Pforzheim

Pforzheims Stadtbild lebt von vielen, manchmal auch erst auf den zweiten Blick zu entdeckenden baulichen Raritäten“ – so lockt die „Goldstadt an der Schwarzwald-Pforte“ in bunten Hochglanzprospekten. Auf eine dieser „baulichen Raritäten“ aber würden viele Pforzheimer am liebsten verzichten: Seit einem Jahr arbeiten türkische Muslime an der Fatih-Camii-Moschee, dem ersten Moschee-Neubau der Nachkriegszeit in Baden-Württemberg.

Vielen Pforzheimern waren die frommen Muselmanen schon immer ein Ärgernis. Erleichtert atmeten sie denn auch auf, als die türkische Gemeinde vor Jahren unter dem Druck einer Bürgerinitiative ihren Gebetssaal in einem Wohngebiet verließ und eine alte Fabrikhalle im Gewerbegebiet bezog. Doch der Friede zwischen den Religionen währte nicht lange: Für das von der Stadt erworbene Grundstück neben der Fabrik präsentierte die türkische Gemeinde Pläne für den Bau einer Moschee.

Statt aufzuklären und zu schlichten, schürten Kommunalpolitiker die nun aufkeimende Angst vor der „Bedrohung durch den Islam“. Die Moschee sei Symbol für den „Untergang des christlichen Abendlandes“, hieß es im Gemeinderat, sie könne zur „Brutstätte fundamentalistischen Gedankenguts“ werden. Vor allem um das 25 Meter hohe Minarett ging der Streit. War es für den CDU-Parteivorsitzenden Alois Amann eine „Provokation“, freute sich Parteifreund und Baubürgermeister Siegbert Frank über das „schlanke, filligrane Türmchen“. Im Gewerbegebiet könne die Moschee gar zum „Schmuckstück“, zu „einer architektonischen Zierde“ werden – schließlich ragen nur wenige hundert Meter entfernt zwei Schlote des Heizkraftwerkes in den Himmel.
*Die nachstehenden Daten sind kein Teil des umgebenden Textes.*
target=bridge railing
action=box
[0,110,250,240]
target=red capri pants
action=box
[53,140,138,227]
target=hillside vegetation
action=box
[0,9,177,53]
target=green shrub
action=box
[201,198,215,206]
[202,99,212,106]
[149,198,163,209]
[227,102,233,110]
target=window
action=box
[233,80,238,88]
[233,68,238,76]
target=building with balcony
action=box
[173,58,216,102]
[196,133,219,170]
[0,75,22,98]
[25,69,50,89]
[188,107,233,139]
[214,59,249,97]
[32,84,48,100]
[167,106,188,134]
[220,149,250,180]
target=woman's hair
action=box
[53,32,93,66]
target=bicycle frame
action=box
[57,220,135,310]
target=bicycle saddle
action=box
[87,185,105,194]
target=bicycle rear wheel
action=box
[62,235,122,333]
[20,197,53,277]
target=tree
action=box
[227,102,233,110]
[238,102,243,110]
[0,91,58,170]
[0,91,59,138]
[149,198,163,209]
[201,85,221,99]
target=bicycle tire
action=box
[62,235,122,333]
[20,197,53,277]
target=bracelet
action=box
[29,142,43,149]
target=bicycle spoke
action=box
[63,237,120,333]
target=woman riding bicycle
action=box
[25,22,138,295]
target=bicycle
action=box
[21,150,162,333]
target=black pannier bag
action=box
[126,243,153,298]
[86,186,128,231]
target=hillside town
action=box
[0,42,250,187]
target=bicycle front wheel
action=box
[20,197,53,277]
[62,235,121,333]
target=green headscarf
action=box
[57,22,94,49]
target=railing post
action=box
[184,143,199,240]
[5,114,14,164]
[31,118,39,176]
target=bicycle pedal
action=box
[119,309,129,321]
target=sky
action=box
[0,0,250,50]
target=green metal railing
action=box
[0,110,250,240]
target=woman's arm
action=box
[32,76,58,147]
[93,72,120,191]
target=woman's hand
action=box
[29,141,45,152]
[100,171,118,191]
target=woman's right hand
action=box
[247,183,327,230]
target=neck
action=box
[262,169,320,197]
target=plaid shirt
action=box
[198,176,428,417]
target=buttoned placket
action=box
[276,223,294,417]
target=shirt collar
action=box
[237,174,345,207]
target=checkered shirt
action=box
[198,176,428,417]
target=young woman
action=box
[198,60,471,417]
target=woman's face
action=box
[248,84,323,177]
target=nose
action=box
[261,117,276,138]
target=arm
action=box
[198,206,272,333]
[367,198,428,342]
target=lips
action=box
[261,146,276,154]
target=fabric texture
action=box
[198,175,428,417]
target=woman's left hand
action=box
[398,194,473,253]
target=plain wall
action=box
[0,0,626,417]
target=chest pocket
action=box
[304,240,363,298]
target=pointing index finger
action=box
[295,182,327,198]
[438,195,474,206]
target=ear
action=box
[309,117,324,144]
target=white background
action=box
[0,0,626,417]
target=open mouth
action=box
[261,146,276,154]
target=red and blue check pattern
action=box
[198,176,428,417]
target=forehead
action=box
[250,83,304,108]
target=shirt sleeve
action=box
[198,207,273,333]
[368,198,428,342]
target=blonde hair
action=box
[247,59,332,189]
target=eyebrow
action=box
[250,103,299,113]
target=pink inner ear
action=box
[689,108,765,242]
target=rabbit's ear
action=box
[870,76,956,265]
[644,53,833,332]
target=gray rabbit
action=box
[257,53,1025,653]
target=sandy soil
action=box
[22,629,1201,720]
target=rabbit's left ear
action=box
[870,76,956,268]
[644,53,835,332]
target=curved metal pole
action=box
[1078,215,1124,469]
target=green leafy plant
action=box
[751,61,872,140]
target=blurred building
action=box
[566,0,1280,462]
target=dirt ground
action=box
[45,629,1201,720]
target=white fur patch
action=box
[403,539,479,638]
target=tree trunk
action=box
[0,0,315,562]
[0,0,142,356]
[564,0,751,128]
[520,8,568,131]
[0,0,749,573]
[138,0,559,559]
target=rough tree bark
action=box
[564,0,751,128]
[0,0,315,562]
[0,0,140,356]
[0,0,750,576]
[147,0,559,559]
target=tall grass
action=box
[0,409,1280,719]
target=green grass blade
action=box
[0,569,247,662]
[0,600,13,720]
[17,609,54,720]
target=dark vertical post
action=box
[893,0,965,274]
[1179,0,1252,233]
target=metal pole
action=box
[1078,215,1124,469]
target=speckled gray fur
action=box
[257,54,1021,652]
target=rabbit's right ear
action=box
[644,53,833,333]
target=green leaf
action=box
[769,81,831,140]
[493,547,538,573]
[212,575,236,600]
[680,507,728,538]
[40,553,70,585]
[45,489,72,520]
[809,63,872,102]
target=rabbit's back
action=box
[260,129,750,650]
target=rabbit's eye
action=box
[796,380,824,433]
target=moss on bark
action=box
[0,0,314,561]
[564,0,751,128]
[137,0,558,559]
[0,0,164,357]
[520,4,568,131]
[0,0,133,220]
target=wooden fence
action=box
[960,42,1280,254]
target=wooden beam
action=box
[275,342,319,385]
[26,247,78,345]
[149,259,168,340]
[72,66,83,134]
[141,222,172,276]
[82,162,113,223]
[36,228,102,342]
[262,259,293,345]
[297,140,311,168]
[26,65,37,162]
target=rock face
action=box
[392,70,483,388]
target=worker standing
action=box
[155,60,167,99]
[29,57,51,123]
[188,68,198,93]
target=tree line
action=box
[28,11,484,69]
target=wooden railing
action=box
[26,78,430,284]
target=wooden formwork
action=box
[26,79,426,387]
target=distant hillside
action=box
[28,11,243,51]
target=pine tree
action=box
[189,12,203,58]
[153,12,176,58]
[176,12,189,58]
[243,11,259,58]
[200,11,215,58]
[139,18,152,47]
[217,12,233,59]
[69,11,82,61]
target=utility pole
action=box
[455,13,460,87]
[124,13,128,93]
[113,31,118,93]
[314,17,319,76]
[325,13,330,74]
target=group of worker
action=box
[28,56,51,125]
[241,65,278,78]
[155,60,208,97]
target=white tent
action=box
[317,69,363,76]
Als bei einer Umfrage der Pforzheimer Zeitung der Bau der Moschee auf Rang 5 einer Liste der „Ärgernisse des Jahres“ landete, griffen auch die Republikaner das Thema im Kommunalwahlkampf auf: Prompt gelang ihnen mit 11,1 Prozent der Sprung in den Gemeinderat. Ihr damaliger Fraktionsvorsitzender Leo Thenn, mittlerweile ausgeschieden, um den Landtagswahlkampf 1992 zu führen, wird nicht müde, die Gefahr zu beschwören: „Von allen großen Weltreligionen ist der Islam die aggressivste, intoleranteste und grausamste. Was den Türken damals vor Wien mißlang, versucht der Islam jetzt auf gewaltlose Weise: die religiöse Eroberung Europas.“ Eine Moschee samt Minarett wie in Pforzheim diene den gefährlichen Strategen im Hintergrund als Leuchtturm, der immer mehr Muslime anlocke. „Wir hätten sicher die für ein Bürgerbegehren nötigen 12 000 Unterschriften gegen die Moschee zusammenbekommen“, sagt der „freireligiöse“ Republikaner Thenn, „aber meine Mitarbeiter fürchten um Sicherheit und Leben.“

Auch im Lager der christlichen Geistlichkeit riß die Auseinandersetzung Gräben auf. Während die Dekane beider Konfessionen den Bau mit wohlwollenden Äußerungen begleiteten und vor Ausbruch des Golfkrieges sogar zu einem gemeinsamen Friedensgebet ins Heiligtum der Muslime kamen, setzte sich der evangelische Pfarrer und Freie-Wähler-Stadtrat Gerhard Hager an die Spitze des Protests, um der „Wühlarbeit türkischer Fundamentalisten“ entgegenzutreten. Ihn plagt die Sorge vor einer „multikulturellen Gesellschaft“ und vor „Überfremdung“. Gegen die Moschee, die Hager auch gerne „Großmoschee“ nennt, habe er nichts, sehr viel aber gegen das Minarett, das ein Symbol der „faschistoiden“ Türkei sei: „Ein Bauverbot für das Minarett wäre ein Fußtritt gegen das Schienbein der Türkei gewesen.“ Außerdem will der Pfarrer etwas von einer Strategie erfahren haben, nach der in den nächsten Jahren 580 Moscheen in der Bundesrepublik gebaut werden sollen.

Tatsächlich gibt es in der Bundesrepublik gerade ein Dutzend Moscheen orientalischer Bauweise, die nicht einmal alle in diesem Jahrhundert entstanden sind. Und die Fatih-Camii-Moschee in Pforzheim ist erst das fünfte Haus, das der türkische DITIB in Köln, einem Ableger der staatlichen Religionsbehörde in Ankara, untersteht.